U.S. stocks are sputtering into the end of the year. The news isn’t bad, to be sure, with broad market indices just off all-time highs. But an impressive rally that began in early October has petered out, and it’s difficult to see much of a catalyst before earnings season resumes in January. Sideways trading may well dominate until then.
Thursday’s three big stock charts focus on stocks that might buck that sideways trend. All three stocks have seen reasonably big movement in recent weeks — and these big stock charts suggest more moves are on the way.
For investors looking for action at the moment, these names might be a good place to start.
Tesla (NASDAQ:TSLA) looks set to continue an impressive rally. Shares have nearly doubled from late May lows, and the first of Thursday’s big stock charts suggests more upside ahead:
- In recent sessions, TSLA stock seems to be establishing another cup-and-handle pattern after it did so in late October. The first pattern played to form, with TSLA rallying to new highs. There’s reason to see history repeating. There’s little resistance until shares clear $360 (at least), volume has been solid, and the Relative Strength Index remains below 70 (though at 66, it is nearing overbought territory).

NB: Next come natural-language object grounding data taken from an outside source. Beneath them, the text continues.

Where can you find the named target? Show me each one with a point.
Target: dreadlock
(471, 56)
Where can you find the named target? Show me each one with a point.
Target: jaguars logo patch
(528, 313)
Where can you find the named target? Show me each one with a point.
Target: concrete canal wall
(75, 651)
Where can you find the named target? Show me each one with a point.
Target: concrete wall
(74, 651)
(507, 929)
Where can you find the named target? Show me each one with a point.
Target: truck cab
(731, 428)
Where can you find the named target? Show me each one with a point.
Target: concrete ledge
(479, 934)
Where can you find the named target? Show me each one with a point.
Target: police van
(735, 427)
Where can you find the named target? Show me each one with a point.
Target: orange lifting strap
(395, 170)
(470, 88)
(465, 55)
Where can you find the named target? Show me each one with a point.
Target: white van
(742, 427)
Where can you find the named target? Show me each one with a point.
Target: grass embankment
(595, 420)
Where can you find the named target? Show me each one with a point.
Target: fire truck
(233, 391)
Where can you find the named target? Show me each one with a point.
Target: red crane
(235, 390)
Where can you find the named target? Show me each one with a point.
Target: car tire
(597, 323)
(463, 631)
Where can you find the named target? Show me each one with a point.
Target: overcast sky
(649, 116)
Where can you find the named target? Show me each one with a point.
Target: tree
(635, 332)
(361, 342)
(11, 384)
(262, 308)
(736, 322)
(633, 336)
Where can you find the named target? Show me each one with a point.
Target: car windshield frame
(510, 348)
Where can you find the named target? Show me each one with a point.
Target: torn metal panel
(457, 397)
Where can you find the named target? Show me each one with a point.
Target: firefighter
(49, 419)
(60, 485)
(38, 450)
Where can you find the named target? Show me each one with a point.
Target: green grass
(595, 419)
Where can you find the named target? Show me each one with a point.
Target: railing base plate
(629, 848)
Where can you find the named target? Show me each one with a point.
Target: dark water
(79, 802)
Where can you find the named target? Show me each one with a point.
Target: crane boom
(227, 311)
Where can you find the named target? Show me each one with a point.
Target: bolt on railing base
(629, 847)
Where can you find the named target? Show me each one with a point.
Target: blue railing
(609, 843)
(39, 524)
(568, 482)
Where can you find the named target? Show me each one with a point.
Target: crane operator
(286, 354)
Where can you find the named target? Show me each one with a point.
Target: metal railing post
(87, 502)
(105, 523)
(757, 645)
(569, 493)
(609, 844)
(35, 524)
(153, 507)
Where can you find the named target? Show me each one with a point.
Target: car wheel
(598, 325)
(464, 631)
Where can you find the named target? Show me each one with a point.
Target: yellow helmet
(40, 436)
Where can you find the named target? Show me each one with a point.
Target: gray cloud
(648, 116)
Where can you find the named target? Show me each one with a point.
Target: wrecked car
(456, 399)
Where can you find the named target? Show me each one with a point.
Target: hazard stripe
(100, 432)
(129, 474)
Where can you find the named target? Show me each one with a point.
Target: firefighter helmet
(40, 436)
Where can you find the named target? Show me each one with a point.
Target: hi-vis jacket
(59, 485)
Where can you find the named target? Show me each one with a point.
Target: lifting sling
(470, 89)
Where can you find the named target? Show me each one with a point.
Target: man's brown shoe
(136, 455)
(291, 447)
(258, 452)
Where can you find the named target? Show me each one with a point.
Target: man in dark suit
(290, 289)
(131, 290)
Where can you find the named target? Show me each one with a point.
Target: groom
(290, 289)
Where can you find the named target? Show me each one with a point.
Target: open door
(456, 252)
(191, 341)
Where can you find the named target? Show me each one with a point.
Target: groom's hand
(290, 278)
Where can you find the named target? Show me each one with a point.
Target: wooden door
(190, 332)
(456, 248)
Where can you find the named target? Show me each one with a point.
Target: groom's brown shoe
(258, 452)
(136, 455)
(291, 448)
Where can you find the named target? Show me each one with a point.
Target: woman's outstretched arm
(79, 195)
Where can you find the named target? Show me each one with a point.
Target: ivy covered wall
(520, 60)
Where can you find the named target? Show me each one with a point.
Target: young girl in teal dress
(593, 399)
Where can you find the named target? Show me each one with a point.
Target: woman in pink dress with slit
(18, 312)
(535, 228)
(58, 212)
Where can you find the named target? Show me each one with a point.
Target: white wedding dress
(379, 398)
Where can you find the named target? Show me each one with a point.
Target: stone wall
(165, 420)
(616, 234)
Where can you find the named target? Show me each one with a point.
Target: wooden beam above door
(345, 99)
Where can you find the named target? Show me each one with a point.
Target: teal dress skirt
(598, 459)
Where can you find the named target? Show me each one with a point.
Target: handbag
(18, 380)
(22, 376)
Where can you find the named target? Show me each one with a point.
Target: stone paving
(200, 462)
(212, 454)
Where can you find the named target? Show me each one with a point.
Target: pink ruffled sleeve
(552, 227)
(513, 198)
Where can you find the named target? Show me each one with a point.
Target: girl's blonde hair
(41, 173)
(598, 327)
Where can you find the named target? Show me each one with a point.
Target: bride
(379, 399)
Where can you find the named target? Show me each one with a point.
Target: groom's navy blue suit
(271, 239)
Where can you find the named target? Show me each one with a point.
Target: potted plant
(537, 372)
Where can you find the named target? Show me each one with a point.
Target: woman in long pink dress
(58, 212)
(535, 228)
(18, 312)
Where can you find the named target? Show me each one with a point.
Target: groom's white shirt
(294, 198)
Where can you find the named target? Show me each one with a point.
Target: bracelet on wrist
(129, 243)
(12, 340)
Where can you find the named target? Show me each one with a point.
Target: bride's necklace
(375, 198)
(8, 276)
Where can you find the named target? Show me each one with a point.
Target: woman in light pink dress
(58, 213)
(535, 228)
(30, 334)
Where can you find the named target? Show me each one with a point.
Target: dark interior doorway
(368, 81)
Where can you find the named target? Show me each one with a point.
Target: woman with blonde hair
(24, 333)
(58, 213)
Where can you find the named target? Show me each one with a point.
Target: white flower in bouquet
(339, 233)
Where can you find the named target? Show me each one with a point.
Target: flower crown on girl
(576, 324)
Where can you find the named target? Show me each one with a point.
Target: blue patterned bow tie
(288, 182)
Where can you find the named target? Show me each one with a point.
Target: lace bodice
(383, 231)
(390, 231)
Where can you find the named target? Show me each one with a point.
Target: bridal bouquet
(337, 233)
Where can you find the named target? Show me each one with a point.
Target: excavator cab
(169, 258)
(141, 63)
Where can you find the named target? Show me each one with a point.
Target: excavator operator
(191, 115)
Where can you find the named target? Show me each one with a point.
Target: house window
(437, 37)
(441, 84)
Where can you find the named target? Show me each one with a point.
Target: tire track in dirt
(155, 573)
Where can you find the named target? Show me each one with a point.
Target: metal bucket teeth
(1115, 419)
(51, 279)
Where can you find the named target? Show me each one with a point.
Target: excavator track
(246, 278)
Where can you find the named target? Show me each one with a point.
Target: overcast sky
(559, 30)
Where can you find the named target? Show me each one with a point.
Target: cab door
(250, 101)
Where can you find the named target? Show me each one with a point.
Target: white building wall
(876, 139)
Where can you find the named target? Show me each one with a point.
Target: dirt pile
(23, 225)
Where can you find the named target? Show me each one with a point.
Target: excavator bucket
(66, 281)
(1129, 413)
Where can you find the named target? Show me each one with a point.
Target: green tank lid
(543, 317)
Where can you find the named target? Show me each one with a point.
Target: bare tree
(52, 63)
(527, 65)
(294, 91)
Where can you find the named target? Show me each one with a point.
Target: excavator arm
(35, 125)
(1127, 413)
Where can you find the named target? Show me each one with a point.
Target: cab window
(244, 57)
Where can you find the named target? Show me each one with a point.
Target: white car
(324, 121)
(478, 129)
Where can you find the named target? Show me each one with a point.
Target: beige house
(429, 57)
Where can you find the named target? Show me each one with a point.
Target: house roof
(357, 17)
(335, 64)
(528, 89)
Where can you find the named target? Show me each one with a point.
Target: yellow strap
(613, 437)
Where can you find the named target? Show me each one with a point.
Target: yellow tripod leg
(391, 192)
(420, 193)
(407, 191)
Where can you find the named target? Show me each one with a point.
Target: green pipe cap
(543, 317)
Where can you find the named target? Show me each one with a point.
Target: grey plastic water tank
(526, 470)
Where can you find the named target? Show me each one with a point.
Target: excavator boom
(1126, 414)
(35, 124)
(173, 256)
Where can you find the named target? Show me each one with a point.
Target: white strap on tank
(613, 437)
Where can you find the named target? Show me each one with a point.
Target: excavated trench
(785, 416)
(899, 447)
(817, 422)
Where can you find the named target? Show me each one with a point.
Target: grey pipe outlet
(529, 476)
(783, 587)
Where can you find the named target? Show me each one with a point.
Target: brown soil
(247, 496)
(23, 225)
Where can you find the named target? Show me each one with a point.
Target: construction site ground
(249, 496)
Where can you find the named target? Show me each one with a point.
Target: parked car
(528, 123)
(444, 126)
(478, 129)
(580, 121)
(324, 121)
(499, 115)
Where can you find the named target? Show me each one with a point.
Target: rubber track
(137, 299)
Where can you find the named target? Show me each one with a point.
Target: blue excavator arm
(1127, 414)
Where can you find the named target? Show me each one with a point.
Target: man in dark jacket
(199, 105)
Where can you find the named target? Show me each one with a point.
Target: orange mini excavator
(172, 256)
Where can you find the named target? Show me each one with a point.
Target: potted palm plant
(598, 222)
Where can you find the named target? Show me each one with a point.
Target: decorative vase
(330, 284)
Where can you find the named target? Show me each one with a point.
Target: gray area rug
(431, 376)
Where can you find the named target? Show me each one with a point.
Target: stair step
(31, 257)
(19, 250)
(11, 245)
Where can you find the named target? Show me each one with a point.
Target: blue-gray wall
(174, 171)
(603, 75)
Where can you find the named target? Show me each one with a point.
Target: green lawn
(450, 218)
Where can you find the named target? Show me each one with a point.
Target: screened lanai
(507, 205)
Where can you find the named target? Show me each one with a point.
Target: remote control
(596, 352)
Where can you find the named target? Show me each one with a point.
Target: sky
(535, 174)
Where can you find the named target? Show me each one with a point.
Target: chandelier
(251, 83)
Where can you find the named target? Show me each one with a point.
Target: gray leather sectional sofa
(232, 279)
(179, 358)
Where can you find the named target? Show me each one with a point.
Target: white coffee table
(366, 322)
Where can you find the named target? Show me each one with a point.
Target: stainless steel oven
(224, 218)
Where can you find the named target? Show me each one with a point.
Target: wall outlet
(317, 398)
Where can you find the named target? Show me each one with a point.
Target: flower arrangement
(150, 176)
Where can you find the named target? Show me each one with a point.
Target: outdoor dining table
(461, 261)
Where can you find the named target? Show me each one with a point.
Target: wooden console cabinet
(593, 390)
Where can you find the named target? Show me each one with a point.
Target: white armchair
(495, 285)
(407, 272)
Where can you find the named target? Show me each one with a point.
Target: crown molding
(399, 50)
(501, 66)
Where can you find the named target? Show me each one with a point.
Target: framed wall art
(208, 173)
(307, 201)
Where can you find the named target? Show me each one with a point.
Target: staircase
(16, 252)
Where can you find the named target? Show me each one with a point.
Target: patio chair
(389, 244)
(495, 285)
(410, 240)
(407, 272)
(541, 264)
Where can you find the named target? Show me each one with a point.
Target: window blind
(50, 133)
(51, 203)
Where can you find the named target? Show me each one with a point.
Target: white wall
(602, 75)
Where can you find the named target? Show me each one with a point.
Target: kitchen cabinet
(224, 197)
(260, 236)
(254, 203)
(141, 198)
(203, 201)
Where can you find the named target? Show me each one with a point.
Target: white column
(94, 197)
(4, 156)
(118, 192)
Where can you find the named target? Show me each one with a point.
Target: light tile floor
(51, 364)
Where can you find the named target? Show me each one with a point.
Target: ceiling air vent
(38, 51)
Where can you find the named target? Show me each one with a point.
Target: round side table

Moving to the weekly chart, however, the outlook becomes a bit more mixed. TSLA stock is not far from where resistance has held repeatedly. In fact, Tesla first cleared $350 back in 2017; multiple runs to that level all have failed, and relatively quickly. The question looking forward might be whether expected near-term momentum will be enough to drive a breakout, or at least allow Tesla stock to finally hold the high $300s for a reasonable period of time.
- Fundamentally, that still seems a dicey bet to take. I have long been bearish on TSLA, and I’m not quite convinced otherwise just yet. But the bulls have been winning over the past six-plus months, and it doesn’t look like that streak is going to end soon.
For enterprise cloud provider Nutanix (NASDAQ:NTNX), the second of our big stock charts suggests near-term pain, but potentially mid-term gain:
- NTNX stock seems on its way to filling last month’s gap. Shares spiked after a fiscal Q1 report that nicely beat Wall Street estimates, but the rally faded as the calendar turned to December. It does seem like there’s a path toward $30, where the gap will be filled and Nutanix stock will retest the lower bound of its narrowing wedge.
- That said, there are reasons for optimism as well if and when NTNX finally stabilizes. There’s a reasonable chance of a bullish “golden cross” in which the 50-day moving average crosses above the 200-day. A bounce in turn could move shares back toward the higher end of the wedge, setting up a potential breakout.
- Fundamentally, the news looks mixed. Nutanix has a huge opportunity in cloud, particularly with its virtualization offering where it competes with VMWare (NYSE:VMW). A shift to subscription billing is pressuring near-term revenue, but should drive growth and margin improvement going forward. On the flip side, Nutanix isn’t profitable (or close), and VMW stock has struggled of late amid market and competitive risks. It does seem like NTNX has a real chance to rally, but technically the stock needs support — and fundamentally it needs patient investors.
American International Group (AIG)
Shares of American International Group (NYSE:AIG) need to find support, but the third of Thursday’s big stock charts shows that might be difficult:
- Clearly, support at $52 has broken. A modest bounce back to that level gave some hope that shares would hold, but after the last few sessions it looks more like support has switched to resistance. With AIG below all three moving averages, there’s not much of a technical argument for the declines to stop. Meanwhile, there’s a looming “death cross” in which the 20DMA crosses the 200DMA; for traders who put less stock in that combination, a 50/200 death cross is not far off. This simply is a bearish setup across the board.
- It’s possible that fundamentals are enough to offset the concerning chart. AIG stock is cheap, at 10x 2020 consensus earnings per share estimates. A 2.54% dividend yield helps as well. Insurers admittedly are cheap given interest rate expectations: Allstate (NYSE:ALL) trades at 10.7x forward earnings and Dow Jones component Travelers (NYSE:TRV) at 12.5x. Even given those peer multiples, however, it’s fair to wonder if investors will allow AIG stock to trade at a single-digit earnings multiple.
- Still, AIG stock has been mostly dead money going back some time, gaining just 3.5% total over the past six years. And while there isn’t a clear catalyst behind the recent decline, it’s possible that investors simply have tired of waiting. It’s hard to see at the moment how that changes, which means the bearishness suggested by the chart indeed could play out.
As of this writing, Vince Martin has a bearish options position in VMWare as a hedge to a long position in Dell Technologies. He has no positions in any securities mentioned.